Time: 115 Minutes
Age Rating: Violence
Sean Connery as James Bond
Pedro Armendáriz as Ali Kerim Bey
Lotte Lenya as Rosa Klebb
Robert Shaw as Donald “Red” Grant
Bernard Lee as M
Daniela Bianchi as Tatiana Romanova
Director: Terence Young
James Bond searches for a Lektor cryptographic device that has the potential to wreak havoc in the world and stops SPECTRE, a secret crime organisation, from acquiring it.
In my rewatches of the James Bond movies, I was looking forward to From Russia with Love, that’s because of the official Bond movies, that’s the only one I never watched. I did hear some people declare it as one of the Best Bond movies, especially of the Connery era. I finally watched it and liked it, at the very least it is definitely a level above the previous movie Dr No.

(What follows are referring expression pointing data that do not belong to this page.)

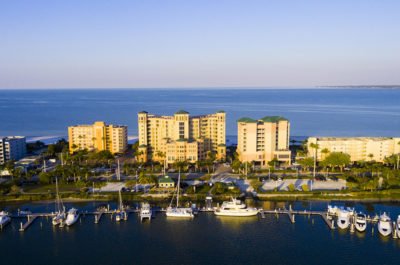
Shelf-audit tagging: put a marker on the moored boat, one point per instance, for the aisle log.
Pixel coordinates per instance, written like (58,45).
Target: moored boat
(360,222)
(385,225)
(235,208)
(72,217)
(343,221)
(398,226)
(145,211)
(4,219)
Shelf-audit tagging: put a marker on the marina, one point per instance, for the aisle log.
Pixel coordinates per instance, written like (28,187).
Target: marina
(357,222)
(279,227)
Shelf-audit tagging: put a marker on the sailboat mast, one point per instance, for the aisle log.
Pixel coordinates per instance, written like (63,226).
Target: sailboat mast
(57,196)
(179,184)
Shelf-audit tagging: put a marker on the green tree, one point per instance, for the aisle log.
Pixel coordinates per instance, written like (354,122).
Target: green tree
(45,178)
(306,163)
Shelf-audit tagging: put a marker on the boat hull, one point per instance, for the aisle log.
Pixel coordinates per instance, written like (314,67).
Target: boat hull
(247,213)
(5,220)
(385,229)
(72,221)
(179,213)
(343,223)
(361,227)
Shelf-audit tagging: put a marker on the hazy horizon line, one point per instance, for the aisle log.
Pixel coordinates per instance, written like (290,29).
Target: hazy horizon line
(213,88)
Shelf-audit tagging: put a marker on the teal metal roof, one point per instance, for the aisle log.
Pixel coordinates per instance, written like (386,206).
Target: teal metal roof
(273,119)
(247,120)
(181,112)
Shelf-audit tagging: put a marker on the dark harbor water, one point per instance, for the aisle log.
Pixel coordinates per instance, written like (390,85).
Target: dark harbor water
(319,112)
(206,239)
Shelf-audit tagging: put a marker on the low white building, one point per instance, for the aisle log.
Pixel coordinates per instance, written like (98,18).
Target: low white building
(12,148)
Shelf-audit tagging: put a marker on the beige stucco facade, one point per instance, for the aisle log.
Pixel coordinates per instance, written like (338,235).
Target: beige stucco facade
(181,137)
(263,140)
(98,136)
(359,148)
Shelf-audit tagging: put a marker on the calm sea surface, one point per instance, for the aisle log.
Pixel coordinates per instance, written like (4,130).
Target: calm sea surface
(320,112)
(206,239)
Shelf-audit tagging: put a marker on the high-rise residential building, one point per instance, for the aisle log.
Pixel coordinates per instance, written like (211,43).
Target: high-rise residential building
(12,148)
(264,140)
(98,136)
(359,148)
(181,137)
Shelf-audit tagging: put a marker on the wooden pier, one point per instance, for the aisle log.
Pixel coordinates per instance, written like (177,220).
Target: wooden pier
(291,214)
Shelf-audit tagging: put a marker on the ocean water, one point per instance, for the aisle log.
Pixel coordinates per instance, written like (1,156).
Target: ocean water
(206,239)
(312,112)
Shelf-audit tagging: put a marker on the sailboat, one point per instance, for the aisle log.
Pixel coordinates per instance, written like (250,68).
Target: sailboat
(72,217)
(178,211)
(60,209)
(385,225)
(145,211)
(361,222)
(121,213)
(4,219)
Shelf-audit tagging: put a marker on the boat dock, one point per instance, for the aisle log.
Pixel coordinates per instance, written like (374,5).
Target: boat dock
(291,214)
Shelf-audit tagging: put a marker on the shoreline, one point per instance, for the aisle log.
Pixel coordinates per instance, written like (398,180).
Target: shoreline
(201,198)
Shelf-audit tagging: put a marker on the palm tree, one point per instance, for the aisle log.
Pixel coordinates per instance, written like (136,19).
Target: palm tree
(398,157)
(315,147)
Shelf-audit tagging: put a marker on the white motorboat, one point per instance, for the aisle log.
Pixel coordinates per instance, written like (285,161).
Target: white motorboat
(333,210)
(60,209)
(177,211)
(385,225)
(398,226)
(145,211)
(360,222)
(235,208)
(343,221)
(72,217)
(4,219)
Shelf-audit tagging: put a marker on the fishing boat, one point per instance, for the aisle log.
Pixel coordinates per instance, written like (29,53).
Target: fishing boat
(60,209)
(4,219)
(343,218)
(121,214)
(385,225)
(72,217)
(360,222)
(176,211)
(145,211)
(235,207)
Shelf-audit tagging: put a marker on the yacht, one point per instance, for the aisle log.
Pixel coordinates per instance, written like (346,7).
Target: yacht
(360,222)
(145,211)
(4,219)
(235,208)
(385,225)
(176,211)
(343,218)
(60,209)
(121,214)
(333,210)
(72,217)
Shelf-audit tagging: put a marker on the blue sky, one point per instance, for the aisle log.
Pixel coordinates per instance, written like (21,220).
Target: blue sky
(198,43)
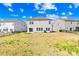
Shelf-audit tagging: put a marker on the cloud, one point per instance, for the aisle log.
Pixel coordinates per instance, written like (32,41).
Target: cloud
(37,6)
(63,13)
(21,9)
(52,16)
(8,4)
(70,6)
(48,6)
(23,16)
(64,17)
(45,6)
(41,12)
(10,9)
(30,17)
(70,13)
(76,5)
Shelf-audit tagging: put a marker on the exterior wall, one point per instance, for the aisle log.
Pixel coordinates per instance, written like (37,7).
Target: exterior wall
(39,24)
(72,25)
(6,26)
(58,25)
(20,26)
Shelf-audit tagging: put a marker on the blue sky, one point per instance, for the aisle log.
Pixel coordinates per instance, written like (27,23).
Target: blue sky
(24,11)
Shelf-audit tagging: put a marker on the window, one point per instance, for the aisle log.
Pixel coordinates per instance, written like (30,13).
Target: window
(71,22)
(47,29)
(41,29)
(0,30)
(78,23)
(12,24)
(49,22)
(37,29)
(11,30)
(31,22)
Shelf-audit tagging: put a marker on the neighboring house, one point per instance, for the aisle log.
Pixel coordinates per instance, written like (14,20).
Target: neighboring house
(39,25)
(12,25)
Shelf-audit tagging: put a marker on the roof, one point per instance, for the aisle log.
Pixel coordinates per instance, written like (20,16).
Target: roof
(39,19)
(8,20)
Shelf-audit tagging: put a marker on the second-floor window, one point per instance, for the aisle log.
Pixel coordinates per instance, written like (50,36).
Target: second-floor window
(31,22)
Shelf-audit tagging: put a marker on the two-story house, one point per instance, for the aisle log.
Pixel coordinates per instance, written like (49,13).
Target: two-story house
(39,25)
(65,24)
(12,25)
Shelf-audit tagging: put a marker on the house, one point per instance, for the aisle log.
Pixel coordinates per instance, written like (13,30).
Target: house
(65,24)
(39,25)
(12,25)
(44,24)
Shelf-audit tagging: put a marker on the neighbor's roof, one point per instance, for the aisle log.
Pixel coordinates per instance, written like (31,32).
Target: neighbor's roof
(39,19)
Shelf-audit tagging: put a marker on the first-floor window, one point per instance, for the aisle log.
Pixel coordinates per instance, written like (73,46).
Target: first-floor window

Dr No was a very lowkey Bond movie compared to many of the later movies in the series, with heavy emphasis on the spy aspect. From Russia with Love is similar in that regard, but is better in every way. The plot is a Cold War mission, focussing more on espionage and spycraft than world ending schemes. There aren’t many Bond-esque gadgets, but James Bond does have a suitcase with many tricks, which proves to be useful. From Russia with Love isn’t quite like the Bond movies that you would expect yet, but it is definitely steps closer to the formula in the series. Plotwise, it can be a bit convoluted, but it made for a good movie and was well constructed. Also, whereas parts of Dr No’s story can be shaky, FRWL feels a lot more confident, they upped the scope and scale here. I found the plot to be interesting, mysterious and intriguing. It is a slow burn, it’s quite Hitchcockian in parts with some tense sequences, especially with a particular section on a train. The tone is serious and the film is fairly grounded, but also has some good moments of humour. It definitely has outdated aspects in the writing, but it mostly works.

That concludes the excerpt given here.